身体能力は20代をピークに低下していくのでしょうが、それにあわせて余分なエネルギーも低下していき、本当に集中すべきものに集中していきやすくなるように思います。また、経験を重ねるということはいろいろな物事の相場が分かるという面も持っており、細かなことに拘らなくなっていく傾向が強まるように感じています。たとえば、以前は分かりにくいと敬遠していた古文や古典への抵抗も少なくなってきたように思います。
古典では今まで見逃してきたことに気付かされることも多く経験します。たとえば、徒然草には、舶来物や高価なもので部屋を飾る人や珍しい輸入動物を飼って悦に入っている人などの例が多く紹介されて、それを冷ややかに見ている兼好法師がいます。時代は移っても案外に美意識のばらつき具合は変わらないのかもしれません。
実は、企業にとっても美意識というのは大切ではないかと思います。分析することによって正解に至る道もありますが、むしろ美意識が本質を掴むことがあるのではないかと思っています。
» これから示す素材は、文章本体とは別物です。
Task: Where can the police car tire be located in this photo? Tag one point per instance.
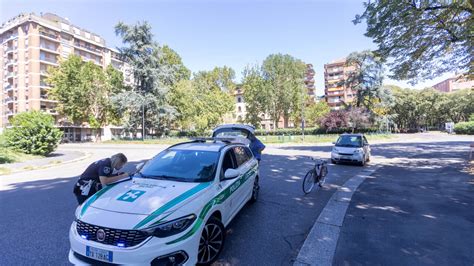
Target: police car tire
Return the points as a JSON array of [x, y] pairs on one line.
[[255, 191], [213, 221]]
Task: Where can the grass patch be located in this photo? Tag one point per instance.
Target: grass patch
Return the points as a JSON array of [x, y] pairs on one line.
[[10, 156], [4, 171], [265, 139]]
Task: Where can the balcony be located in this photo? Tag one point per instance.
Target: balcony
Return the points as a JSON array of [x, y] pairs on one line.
[[44, 84], [88, 48], [44, 98], [11, 37], [49, 48], [9, 100], [49, 36], [8, 88], [10, 75], [10, 62], [52, 112], [48, 60], [10, 50]]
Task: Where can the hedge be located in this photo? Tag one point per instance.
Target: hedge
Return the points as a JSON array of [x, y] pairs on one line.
[[311, 131], [466, 128]]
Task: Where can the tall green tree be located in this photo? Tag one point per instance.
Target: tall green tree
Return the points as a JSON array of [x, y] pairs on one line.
[[146, 105], [33, 133], [366, 78], [315, 111], [284, 76], [83, 91], [202, 103], [174, 63], [255, 93], [421, 39]]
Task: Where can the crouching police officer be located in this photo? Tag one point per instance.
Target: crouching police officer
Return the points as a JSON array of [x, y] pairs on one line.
[[99, 174]]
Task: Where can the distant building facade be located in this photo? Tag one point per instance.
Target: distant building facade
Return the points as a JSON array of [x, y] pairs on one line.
[[336, 92], [454, 84], [29, 44]]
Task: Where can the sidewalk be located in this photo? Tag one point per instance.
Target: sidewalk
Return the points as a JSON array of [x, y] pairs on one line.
[[58, 157], [417, 213]]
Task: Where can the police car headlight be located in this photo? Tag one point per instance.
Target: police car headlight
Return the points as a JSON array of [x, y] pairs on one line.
[[78, 211], [172, 227]]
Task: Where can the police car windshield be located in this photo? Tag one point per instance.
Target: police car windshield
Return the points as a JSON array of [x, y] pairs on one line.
[[182, 165], [349, 141]]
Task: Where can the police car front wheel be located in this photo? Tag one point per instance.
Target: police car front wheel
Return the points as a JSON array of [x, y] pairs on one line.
[[211, 242]]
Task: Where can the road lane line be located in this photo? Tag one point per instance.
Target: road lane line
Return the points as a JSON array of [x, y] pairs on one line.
[[321, 242]]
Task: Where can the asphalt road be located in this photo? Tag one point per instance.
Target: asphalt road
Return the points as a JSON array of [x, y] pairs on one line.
[[416, 212], [36, 211]]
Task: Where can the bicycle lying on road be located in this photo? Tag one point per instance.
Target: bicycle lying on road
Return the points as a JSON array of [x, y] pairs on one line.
[[316, 175]]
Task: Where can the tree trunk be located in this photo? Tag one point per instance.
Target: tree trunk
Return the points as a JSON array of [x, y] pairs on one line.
[[97, 135], [285, 121]]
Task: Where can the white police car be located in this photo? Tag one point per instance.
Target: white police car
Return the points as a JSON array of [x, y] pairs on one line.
[[172, 212]]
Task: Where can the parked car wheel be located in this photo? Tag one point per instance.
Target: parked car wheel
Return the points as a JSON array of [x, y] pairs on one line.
[[255, 190], [212, 241]]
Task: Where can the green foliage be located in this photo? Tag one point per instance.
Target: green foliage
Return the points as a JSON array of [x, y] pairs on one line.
[[255, 95], [33, 133], [464, 128], [83, 90], [202, 102], [284, 78], [413, 109], [315, 111], [366, 79], [422, 39], [155, 69], [175, 64]]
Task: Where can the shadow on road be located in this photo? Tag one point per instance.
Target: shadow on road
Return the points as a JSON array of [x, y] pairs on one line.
[[415, 212]]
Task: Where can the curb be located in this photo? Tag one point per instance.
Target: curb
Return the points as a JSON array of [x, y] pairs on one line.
[[320, 244], [20, 170]]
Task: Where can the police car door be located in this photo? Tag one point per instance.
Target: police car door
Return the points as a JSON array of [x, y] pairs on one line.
[[241, 186], [227, 187]]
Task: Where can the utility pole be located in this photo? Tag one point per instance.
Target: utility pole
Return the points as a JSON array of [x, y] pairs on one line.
[[302, 111], [143, 119]]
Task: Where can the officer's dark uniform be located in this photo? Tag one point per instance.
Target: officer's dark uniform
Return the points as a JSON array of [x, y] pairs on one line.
[[91, 177]]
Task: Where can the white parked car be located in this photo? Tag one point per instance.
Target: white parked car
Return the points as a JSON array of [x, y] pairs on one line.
[[240, 132], [351, 148], [172, 212]]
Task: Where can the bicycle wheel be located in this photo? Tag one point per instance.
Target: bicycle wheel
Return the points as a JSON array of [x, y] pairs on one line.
[[308, 182], [324, 173]]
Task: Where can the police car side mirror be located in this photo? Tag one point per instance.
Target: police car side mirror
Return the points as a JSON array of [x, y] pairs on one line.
[[139, 166], [231, 174]]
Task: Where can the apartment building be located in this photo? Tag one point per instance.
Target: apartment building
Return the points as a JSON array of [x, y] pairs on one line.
[[336, 92], [309, 81], [458, 82], [30, 44]]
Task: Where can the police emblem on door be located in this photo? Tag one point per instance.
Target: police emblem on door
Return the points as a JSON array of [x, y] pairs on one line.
[[100, 235]]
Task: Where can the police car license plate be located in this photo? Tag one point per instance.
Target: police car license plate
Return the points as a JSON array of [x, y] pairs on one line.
[[100, 254]]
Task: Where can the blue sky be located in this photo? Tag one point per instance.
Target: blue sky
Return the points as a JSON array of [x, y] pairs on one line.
[[235, 33]]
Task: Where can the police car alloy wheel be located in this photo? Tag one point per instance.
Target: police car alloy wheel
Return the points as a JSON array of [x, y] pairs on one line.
[[255, 190], [211, 242]]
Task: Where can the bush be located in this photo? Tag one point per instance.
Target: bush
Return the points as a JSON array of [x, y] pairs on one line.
[[464, 128], [33, 133]]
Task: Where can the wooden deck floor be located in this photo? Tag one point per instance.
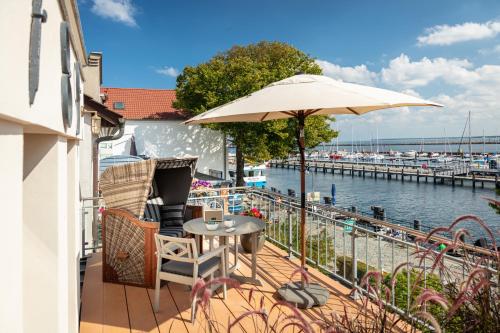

企業の社会的責任や環境活動への取り組みなども基本は企業としての価値観、自己認識から生まれてくるものだと思います。
ソニーバンクはこの4月で会社設立から7年となります。この間、信用を積み上げること、お客さま視点で新商品・新サービスを継続して提供することを意識してきました。お客さまに安心してお金を預けていただけること、金融でのイノベーションを続けることがソニーバンクの基本だと考えるからです。それは一つの美意識であり、価値観であると言えますが、その方向が正しいという確信は、この7年間の経験でさらに深まりました。
ソニーバンクも年齢を重ねるとともに、様々な経験知を深めています。それによって保守的になるのではなく、次の成長に向けてイノベーションを続けていきたいと思います。信頼の厚い銀行となるよう、これまでの経験を生かしつつ、新たな視点や発想で成長していきます。